Aghassi Mkrtchyan, a Senior Economist at the World Bank, said Rwanda maintains a low debt distress through careful borrowing, proper loan management and high economic growth.

He was speaking to The New Times on the sidelines of 14th World Bank Rwanda Economic Update in the capital Kigali.  

This comes at a time a majority of countries on the continent are said to be incurring more debt than they can handle partly due to terms of debt.

Rwanda’s debt level is at 32.9 per cent of GDP. 32.9 per cent is below the critical EAC threshold of 50 per cent. 

Other low debt distress countries in Sub-Saharan Africa include Senegal, Tanzania, and Senegal.

The Ministry of Finance said in March that the country is able to keep its debt level low largely because of prioritisation of strategic projects and quality of the financiers.

The Government prefers concessional loans as opposed to market value loans, it said.

A concessional loan is credit that is extended on terms that are substantially more generous than market loans and are usually from international development financiers such as the World Bank and African Development Bank.

The loans have low interest rates and long grace periods with the possibility of further review.

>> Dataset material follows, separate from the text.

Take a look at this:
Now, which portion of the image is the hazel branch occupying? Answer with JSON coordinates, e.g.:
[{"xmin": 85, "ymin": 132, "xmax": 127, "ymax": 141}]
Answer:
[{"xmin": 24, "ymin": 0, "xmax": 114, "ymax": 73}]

On the other hand, market value loans are not only expensive but have shorter payment durations.

The share of concessional loans in the total debt stock stood at 63 per cent as of end 2018.

Mkrtchyan said that Rwanda still has room to borrow more to finance development projects given that recent investments have shown a high return on investment.

The International Monetary Fund (IMF) in March said that Rwanda has shown prudent management of its debt while it continues to register notable progress in sustaining high and inclusive growth.

The economy grew by 8.6 per cent in 2018 driven by robust activities across different sectors of the economy and it is expected to grow by 7.8 per cent in 2019.

The World Bank Rwanda Economic Update released Tuesday confirmed that the economy expanded at 8.6 percent in 2018, adding that the headline inflation remained low at 1.2 percent as of March 2019. 

The report also forecasts favourable economic outlook with growth expected to be in the range of 7.6 to 8 per cent annually.